The CPU may execute instructions out of order indeed, but that’s only when they’re independent. As long as the assembly is correct, we always got correct result.
Also, the solely purpose of the whole operation order thing is usually just to improve stability without losing too much performance. For example, when one translates a geometric primitive and its bounding box into another coordinate system, one usually want the bounding box to remain valid. If the operations are carried out in exactly similar manner (as written by the programmer), this is always true. But when the program meets an over-enthusiastic optimizing compiler, after some loop unrolling, *+ to mad, CSE and stuff, this may no longer hold. One would have to recompute the bounding box or add some annoying epsilon to keep the bounding box valid. Even worse, when the vertices of a single primitive are translated in different manner (even slight), it may become degenerate, and that would force us to put uber-costly degeneracy check everywhere. I don’t think this fall into the category of “not stable to be practical”.

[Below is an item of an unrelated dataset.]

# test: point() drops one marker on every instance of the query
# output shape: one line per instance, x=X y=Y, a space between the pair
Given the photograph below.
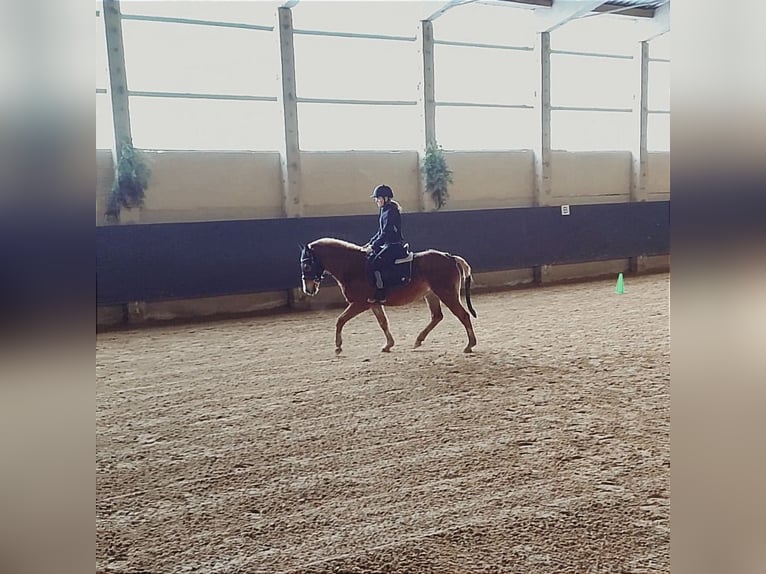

That’s what I once encountered in nvcc (I did the loop unrolling by hand, otherwise nvcc stores everything in local memory). Currently I’m able to get around this using volatile shared memory (nvcc still can’t compile my program with -Xopencc -O0), but I’d like to be sure about whether I’m going to meet similar problems in ptxas, or the driver (not very likely, I guess, but I still want to be sure).
I know compiler guys really love to do aggressive optimizations, but the 1st UIUC course of CUDA did mention the importance of correctness, right?
By the way, what do you mean by presorting?